One pollster describes the difficulty today in reaching potential voters:

As the years drifted by, it took more and more voters per cluster for us to get a single voter to agree to an interview. Between 1984 and 1989, when caller ID was rolled out, more voters began to ignore our calls. The advent of answering machines and then voicemail further reduced responses. Voters screen their calls more aggressively, so cooperation with pollsters has steadily declined year-by-year. Whereas once I could extract one complete interview from five voters, it can now take calls to as many as 100 voters to complete a single interview, even more in some segments of the electorate…
I offer my own experience from Florida in the 2020 election to illustrate the problem. I conducted tracking polls in the weeks leading up to the presidential election. To complete 1,510 interviews over several weeks, we had to call 136,688 voters. In hard-to-interview Florida, only 1 in 90-odd voters would speak with our interviewers. Most calls to voters went unanswered or rolled over to answering machines or voicemail, never to be interviewed despite multiple attempts.

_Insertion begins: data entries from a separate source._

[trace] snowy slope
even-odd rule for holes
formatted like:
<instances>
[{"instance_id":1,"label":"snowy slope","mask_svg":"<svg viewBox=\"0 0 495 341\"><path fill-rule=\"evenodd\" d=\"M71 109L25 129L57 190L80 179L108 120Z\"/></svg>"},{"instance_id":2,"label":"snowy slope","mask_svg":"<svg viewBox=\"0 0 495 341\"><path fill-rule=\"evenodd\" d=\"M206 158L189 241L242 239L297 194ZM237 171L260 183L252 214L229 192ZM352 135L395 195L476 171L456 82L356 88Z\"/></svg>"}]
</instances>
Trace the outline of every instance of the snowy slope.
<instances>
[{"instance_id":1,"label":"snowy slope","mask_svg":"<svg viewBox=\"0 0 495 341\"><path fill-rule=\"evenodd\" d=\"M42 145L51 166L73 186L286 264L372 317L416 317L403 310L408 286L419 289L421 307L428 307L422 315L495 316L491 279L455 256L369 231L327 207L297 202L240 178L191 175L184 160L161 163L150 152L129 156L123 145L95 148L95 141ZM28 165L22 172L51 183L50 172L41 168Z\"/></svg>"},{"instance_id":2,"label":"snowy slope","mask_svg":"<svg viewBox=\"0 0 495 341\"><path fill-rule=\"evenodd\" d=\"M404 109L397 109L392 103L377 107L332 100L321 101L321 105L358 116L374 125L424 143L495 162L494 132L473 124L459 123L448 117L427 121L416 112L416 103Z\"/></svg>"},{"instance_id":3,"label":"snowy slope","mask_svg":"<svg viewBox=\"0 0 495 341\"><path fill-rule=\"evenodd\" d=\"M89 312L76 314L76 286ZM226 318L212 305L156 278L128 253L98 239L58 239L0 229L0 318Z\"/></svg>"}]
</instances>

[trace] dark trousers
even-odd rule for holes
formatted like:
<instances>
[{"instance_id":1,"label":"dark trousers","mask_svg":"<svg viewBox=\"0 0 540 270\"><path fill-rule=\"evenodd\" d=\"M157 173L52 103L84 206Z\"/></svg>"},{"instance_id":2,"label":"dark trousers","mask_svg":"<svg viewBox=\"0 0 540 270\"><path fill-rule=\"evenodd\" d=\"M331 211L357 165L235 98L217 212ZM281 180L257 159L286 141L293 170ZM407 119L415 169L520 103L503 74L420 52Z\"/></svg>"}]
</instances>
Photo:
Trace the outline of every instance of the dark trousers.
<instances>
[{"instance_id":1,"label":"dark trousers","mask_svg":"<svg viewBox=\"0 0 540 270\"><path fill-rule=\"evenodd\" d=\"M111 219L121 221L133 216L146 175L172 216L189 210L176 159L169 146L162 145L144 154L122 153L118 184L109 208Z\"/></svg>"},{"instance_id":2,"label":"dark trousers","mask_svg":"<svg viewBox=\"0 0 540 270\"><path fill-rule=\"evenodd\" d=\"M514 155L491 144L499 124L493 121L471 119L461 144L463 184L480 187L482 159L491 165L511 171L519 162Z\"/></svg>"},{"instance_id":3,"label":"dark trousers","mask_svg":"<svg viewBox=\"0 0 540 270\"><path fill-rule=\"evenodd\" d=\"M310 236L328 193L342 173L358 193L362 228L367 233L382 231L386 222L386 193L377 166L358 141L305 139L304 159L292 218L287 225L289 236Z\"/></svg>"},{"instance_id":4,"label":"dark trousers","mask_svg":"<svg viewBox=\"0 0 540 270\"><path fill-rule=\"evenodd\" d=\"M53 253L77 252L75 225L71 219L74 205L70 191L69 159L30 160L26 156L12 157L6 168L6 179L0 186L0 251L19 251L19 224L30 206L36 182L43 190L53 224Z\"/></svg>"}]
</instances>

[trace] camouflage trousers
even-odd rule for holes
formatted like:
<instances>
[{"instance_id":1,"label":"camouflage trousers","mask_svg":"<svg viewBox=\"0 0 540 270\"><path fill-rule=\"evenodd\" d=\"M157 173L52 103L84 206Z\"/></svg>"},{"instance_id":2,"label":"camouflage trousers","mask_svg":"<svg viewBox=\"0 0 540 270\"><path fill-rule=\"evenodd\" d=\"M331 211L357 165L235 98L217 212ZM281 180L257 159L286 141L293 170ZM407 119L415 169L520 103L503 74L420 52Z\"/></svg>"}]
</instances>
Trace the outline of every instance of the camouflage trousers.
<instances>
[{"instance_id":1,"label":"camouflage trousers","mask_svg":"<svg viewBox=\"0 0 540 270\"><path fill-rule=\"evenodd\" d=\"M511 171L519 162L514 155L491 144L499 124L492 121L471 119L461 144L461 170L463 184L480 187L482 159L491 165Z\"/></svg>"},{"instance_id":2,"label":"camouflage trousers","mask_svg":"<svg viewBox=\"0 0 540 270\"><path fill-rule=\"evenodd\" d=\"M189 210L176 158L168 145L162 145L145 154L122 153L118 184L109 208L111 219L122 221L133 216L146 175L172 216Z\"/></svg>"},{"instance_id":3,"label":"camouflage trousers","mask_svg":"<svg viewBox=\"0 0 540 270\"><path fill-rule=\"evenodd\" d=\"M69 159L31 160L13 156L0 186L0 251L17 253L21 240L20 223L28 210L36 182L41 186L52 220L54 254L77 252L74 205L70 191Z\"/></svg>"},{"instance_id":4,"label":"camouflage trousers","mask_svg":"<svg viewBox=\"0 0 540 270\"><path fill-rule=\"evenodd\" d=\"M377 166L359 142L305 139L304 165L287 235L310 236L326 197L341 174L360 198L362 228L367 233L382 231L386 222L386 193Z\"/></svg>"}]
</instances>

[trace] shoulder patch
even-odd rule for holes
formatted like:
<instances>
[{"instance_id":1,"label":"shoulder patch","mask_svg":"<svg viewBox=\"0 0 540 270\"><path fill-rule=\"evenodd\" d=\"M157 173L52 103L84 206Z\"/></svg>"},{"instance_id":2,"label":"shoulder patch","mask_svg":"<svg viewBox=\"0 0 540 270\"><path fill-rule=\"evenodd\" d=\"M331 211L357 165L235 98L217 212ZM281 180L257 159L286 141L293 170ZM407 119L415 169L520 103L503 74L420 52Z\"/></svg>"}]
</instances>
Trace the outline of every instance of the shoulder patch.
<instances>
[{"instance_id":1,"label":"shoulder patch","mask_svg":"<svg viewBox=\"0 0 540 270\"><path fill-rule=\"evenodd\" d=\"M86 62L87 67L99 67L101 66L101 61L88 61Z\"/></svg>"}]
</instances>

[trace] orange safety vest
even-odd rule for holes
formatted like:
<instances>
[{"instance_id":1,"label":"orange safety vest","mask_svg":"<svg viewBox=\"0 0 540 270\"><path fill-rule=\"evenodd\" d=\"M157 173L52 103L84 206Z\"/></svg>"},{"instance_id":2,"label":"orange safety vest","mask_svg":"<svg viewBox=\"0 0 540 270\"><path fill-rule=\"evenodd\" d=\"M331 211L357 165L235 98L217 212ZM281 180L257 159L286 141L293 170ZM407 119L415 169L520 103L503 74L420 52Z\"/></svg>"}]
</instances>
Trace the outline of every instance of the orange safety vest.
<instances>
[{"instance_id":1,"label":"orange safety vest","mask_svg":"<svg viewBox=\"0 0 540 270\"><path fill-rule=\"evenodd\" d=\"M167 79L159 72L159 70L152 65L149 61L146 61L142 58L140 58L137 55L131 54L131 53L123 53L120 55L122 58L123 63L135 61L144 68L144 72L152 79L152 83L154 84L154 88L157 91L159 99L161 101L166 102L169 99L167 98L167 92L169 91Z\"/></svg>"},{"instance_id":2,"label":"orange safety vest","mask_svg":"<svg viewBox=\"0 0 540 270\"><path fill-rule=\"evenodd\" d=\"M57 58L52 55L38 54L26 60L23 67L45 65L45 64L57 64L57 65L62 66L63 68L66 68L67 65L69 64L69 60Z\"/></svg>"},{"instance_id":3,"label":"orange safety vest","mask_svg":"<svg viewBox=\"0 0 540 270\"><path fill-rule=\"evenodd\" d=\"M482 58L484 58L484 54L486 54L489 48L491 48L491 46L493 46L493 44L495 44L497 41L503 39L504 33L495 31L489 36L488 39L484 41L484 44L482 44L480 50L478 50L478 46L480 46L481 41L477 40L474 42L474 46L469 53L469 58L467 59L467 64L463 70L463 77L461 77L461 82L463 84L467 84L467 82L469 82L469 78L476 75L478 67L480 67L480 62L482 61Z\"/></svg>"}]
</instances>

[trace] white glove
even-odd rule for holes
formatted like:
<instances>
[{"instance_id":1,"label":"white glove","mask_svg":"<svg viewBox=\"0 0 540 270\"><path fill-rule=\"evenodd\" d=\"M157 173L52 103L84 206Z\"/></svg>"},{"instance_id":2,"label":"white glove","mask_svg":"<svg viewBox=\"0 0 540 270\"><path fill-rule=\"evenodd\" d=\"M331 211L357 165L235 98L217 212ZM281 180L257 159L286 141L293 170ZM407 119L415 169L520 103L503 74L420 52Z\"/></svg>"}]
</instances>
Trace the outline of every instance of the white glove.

The final wave of polling, conducted Oct. 25-27 to complete 500 interviews, was the worst for cooperation. We could finish interviews with only four-tenths of one percent from our pool of potential respondents. As a result, this supposed “random sample survey” seemingly yielded, as did most all Florida polls, lower support for President Trump than he earned on Election Day.
After the election, I noted wide variations in completion rates across different categories of voters, but nearly all were still too low for any actual randomness to be assumed or implied.
This is a basic Research Methods class issue: if you cannot collect a good sample, you are going to have a hard time reflecting reality for the population.
Here is the part I understand less. This is not a new issue. As noted above, response rates have been falling for decades. Part of it is new technology. Some of it involves new behavior, such as ignoring phone calls or distrust of political polling. The amount of polling and data collection that takes place now can lead to survey fatigue.
But, it is interesting that the techniques used to collect this data are roughly the same. Of course, it has moved from land lines to cell phones and perhaps even texting or recruited online pools of potential voters. The technology has changed some but the idea is similar in trying to reach out to a broad set of people and hope a representative enough sample responds.
Perhaps it is time for new techniques. The old ones have some advantages including the ability to relatively quickly reach a large number of people and researchers and consultants are used to these techniques. And I do not have the answers for what might work better. Researchers embedded in different communities who could collect data over time? Finding public spaces frequented by diverse populations and approaching people there? Working more closely with bellwhether or representative places or populations to track what is going on there?
Even with these low response rates, polling can still tell us something. It is not as bad as picking randomly or flipping a coin. Yet, it is not accurate enough in recent years. If researchers want to collect valid and reliable polling data in the future, new approaches may be in order.